Here is the full example of a custom template that uses the output of the generate_report_data function and renders a text field and a figure:

~/shared/lib/lab/src/lab/templates/custom_template.md.jinja

{% extends "master_template_oqs_theme.md.jinja" %}

{% block content %}
# Welcome to Juice Reporting Engine!

To get started, please refer to our official documentation, where you will find detailed tutorials on creating and managing custom templates: https://docs.orangeqs.com/juice/core.

Add an example text field with `{% raw %}{{ text_field }}{% endraw %}`:

`{{ text_field }}`

Next we add a figure using the following macro:

* Import the macros `{% raw %}{% import 'macros.md.jinja' as macros %}{% endraw %}`

{% import 'macros.md.jinja' as macros %}

* Plot the figure we have created before using `{% raw %}{{ macros.show_mpl_figure(figures, 'system-memory-usage-over-time') }}{% endraw %}`

{{ macros.show_mpl_figure(figures, 'system-memory-usage-over-time') }}
{% endblock %}

Run the report from Python#

After setting up the custom reporting functions and placing custom_template.md.jinja in your lab package and configuring template-engine.toml, generate the report within your own python kernel using the make_report function from the reporting module. You can specify the template name and the run_id for which you want to generate the report. If you want to generate a report for the latest run, simply pass “latest” as the run_id.:

from orangeqs.juice.reporting import make

make.make_report(
    "latest", # latest run_id or specific run_id to generate the report for
    "custom_template.md.jinja", # template name
    output_dir="/home/user", # output directory for the generated report and assets
)

Finally download all generated assets - figures, theme and bokeh_figs folders - and open the markdown or HTML report to see the rendered output.

Useful arguments:

  • mock_data=True to run the pipeline with mock inputs.

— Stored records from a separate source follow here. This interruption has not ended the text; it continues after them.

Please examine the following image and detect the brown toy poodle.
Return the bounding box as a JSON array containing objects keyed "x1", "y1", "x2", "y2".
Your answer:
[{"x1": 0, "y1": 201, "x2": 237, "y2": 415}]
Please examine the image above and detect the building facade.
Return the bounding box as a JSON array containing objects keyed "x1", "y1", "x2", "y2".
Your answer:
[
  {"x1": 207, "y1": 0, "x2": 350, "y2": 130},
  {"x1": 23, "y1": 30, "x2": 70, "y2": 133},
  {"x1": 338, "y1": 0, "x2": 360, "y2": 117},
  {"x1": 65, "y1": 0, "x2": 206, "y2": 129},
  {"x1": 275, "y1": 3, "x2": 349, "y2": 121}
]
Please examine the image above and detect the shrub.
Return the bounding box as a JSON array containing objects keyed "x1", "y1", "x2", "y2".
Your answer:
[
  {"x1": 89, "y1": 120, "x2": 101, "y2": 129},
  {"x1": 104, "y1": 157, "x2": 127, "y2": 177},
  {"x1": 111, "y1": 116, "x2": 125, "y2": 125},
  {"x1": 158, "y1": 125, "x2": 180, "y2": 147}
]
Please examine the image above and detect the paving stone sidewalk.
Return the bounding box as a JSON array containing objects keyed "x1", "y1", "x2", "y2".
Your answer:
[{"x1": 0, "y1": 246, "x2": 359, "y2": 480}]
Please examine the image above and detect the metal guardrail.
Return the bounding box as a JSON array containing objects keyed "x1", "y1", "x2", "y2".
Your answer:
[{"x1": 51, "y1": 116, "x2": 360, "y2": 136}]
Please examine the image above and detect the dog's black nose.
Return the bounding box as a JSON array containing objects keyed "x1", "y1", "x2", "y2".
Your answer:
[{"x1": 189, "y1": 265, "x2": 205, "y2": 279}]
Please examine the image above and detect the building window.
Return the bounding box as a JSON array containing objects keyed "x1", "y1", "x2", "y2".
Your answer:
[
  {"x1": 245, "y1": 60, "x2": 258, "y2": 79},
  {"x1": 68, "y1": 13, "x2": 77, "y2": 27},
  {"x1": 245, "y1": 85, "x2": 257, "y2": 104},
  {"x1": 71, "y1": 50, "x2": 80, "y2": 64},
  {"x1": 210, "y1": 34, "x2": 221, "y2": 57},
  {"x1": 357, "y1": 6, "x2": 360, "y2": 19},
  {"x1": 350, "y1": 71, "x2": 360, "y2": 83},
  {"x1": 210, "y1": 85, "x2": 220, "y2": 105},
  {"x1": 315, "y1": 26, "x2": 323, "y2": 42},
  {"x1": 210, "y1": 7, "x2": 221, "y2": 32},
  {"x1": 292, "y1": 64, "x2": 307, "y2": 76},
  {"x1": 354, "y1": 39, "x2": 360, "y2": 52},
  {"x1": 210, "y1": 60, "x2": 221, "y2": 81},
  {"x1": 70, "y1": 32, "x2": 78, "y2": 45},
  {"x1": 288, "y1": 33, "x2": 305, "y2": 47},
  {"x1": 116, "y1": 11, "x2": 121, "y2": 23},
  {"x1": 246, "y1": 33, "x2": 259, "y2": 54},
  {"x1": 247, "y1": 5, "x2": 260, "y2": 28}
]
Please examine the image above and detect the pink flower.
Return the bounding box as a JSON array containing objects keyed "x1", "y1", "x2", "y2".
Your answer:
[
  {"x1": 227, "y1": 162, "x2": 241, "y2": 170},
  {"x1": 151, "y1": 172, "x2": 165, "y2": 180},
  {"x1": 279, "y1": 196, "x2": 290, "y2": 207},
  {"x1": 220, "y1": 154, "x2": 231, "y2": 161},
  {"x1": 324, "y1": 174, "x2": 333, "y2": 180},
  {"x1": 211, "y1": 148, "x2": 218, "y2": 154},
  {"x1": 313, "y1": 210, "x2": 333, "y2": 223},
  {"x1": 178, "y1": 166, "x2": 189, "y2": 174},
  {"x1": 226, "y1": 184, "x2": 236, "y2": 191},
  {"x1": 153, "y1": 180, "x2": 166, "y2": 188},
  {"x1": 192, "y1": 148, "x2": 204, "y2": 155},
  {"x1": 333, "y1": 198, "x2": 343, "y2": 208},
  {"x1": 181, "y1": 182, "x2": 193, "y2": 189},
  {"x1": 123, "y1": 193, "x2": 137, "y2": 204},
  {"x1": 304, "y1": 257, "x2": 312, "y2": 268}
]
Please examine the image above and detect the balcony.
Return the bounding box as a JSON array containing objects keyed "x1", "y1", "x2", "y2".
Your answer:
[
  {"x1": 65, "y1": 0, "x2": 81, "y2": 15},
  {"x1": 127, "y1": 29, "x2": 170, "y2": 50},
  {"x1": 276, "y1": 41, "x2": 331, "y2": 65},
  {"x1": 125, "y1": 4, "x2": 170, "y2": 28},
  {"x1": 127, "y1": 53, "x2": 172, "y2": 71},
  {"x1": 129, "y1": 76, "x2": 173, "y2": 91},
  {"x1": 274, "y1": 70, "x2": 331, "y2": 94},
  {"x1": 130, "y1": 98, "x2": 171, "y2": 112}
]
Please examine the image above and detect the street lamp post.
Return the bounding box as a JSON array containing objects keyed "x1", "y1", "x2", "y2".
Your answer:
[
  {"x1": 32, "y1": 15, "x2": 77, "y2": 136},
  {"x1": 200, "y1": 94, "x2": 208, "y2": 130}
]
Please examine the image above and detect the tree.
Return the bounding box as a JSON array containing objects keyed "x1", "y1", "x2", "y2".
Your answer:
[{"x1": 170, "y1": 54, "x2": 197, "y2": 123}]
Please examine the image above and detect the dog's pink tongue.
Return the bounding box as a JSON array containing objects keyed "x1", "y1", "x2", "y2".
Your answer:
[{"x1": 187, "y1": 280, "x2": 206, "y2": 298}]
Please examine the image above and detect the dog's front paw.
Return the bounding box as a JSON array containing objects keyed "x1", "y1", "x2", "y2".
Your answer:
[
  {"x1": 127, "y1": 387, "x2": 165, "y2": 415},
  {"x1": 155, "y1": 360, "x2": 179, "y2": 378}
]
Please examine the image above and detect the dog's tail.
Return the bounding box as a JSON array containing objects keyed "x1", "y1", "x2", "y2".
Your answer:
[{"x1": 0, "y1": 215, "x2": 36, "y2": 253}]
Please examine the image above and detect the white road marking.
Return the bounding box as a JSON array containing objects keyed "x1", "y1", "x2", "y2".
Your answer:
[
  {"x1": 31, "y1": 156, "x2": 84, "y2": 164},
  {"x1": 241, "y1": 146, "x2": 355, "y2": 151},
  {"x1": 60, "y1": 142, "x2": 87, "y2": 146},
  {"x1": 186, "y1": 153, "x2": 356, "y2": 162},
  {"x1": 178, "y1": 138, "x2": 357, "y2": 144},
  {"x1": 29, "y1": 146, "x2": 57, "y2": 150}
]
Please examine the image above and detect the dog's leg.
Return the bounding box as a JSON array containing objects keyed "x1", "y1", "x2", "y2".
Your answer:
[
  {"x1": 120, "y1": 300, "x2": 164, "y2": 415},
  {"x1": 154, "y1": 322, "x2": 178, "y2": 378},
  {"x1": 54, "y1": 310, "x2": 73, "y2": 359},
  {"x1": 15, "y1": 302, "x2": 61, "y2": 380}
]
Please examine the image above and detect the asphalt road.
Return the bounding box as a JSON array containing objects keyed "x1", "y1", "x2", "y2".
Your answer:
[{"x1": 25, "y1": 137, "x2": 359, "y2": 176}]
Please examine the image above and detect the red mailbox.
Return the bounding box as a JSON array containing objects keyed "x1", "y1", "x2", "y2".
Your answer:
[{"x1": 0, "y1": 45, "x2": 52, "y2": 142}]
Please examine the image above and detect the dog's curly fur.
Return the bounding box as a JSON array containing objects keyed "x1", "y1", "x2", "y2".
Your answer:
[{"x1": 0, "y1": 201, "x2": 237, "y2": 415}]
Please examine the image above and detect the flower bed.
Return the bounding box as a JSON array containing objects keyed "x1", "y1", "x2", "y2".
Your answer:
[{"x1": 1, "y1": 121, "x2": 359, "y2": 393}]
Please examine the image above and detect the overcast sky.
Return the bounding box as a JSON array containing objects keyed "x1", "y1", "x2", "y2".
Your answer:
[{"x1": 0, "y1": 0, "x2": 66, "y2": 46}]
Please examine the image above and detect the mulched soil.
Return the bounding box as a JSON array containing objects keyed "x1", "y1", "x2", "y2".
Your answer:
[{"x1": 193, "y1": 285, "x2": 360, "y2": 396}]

  • report_name="my_report" to change output filename.

  • output_dir=... to control where markdown, HTML, and assets are written.

  • kwargs to pass additional arguments to the user-defined functions.

Advanced customization#

For custom macro implementation, advanced block patterns, or Jinja filter authoring details, use the upstream Jinja documentation as the source of truth:

CLI Usage#

To use reporting from the command line use the following command:

python -m orangeqs.juice.reporting.make --template master_template_oqs_theme.md.jinja

Below see all available CLI arguments:

python -m orangeqs.juice.reporting.make [-h] [--run-id RUN_ID] [--template TEMPLATE] [--mock-data] [--report-name REPORT_NAME] [--output-dir OUTPUT_DIR]

Troubleshooting#

If you encounter issues with template rendering, check the following:

  • Ensure that your template-engine.toml is correctly configured with the right dotted paths and template directories.

  • Verify that your data processing functions (get_aggregate_input_data and generate_report_data) are returning the expected data structures and that any figures are being saved to the correct output directory.